Some retailers launched online deals well in advance of Thanksgiving, Black Friday and Cyber Monday.
With states on the prowl for revenue, e-retailers should be wary of promising tax-free sales.
Well, not exactly a party, but as in the political movement sweeping across the country, it’s a no-punches-pulled effort across several states to help balance budgets—in this case by eking out as much tax revenue from e-commerce sales as possible.
It’s too soon to say how several state efforts to force sales tax collection on online sales will pan out in the courts, but one thing is clear since New York State enacted in June 2008 what’s become known as the Amazon Tax: Other states are continuing to think of ways that they can force the sales tax collection hand of online retailers. In recognition of that trend, a large number of our readers checked out this recent article we published about an effort by Texas to recoup what it says are more than a quarter of a billion dollars in sales tax that Amazon.com should have collected and remitted to the state: “Amazon.com gets a Texas-sized tax bill.”
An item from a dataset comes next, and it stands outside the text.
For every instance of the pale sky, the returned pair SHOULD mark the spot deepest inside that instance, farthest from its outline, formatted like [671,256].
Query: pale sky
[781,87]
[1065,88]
Amazon has requested a redetermination of the Texas Comptroller’s Office decision, which claims that the retailer has a physical presence in the state—and therefore a duty to collect sales tax from Texas customers—with the Amazon.com kydc LLC distribution operation, which Amazon considers an entity separate from its main retail organization. Tax and legal experts say U.S. business law generally accepts distribution operations in separate entities as separate from a retailer’s core selling operations for tax purposes, but Texas apparently thinks otherwise. And it will be interesting to see whether Amazon succeeds in its challenge to the state comptroller’s determination.
And you can bet other states are watching what happens in Texas, just as they watched what happened in New York before similar “Amazon Tax” laws popped up in states including North Carolina and Rhode Island.
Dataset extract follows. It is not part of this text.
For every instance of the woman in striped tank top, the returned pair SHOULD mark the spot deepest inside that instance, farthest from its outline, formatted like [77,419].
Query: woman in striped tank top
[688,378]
States have their reasons: According to the National Conference of State Legislatures, they could collect enough new revenue, about $19 billion, this year alone to cover about 27% of their budget shortfalls—enough to fire the flames of any tea party movement.
The overall message here for e-retailers is to be aware that the hunger for tax revenue among states has long legs, and more efforts to force tax collection on the part of e-retailers are sure to arise.
In recent years, many multichannel retailers saw the writing on the wall in the growth of cross-channel shopping to move away from operating separate entities for online and offline sales as a means to avoid having nexus in several states and the responsibility for sales tax collection. A good follow-up to that might be to reconsider promoting many online sales as “tax free” to shoppers, when by law consumers who don’t forward sales tax payments to retailers are required to pay it directly to the states themselves as a “use” tax. Few do, of course, but that only pushes states like North Carolina to force online retailers to hand over information on shoppers in order to help identify those who don’t pay their use taxes.
Another recent article notes how Amazon.com won a decision against North Carolina on this issue—“Amazon wins one in court”
but the judge also left the door open for the state to continue seeking information on consumers as long as it stays within consumers’ First Amendment rights.
This e-commerce tea party is not ending any time soon.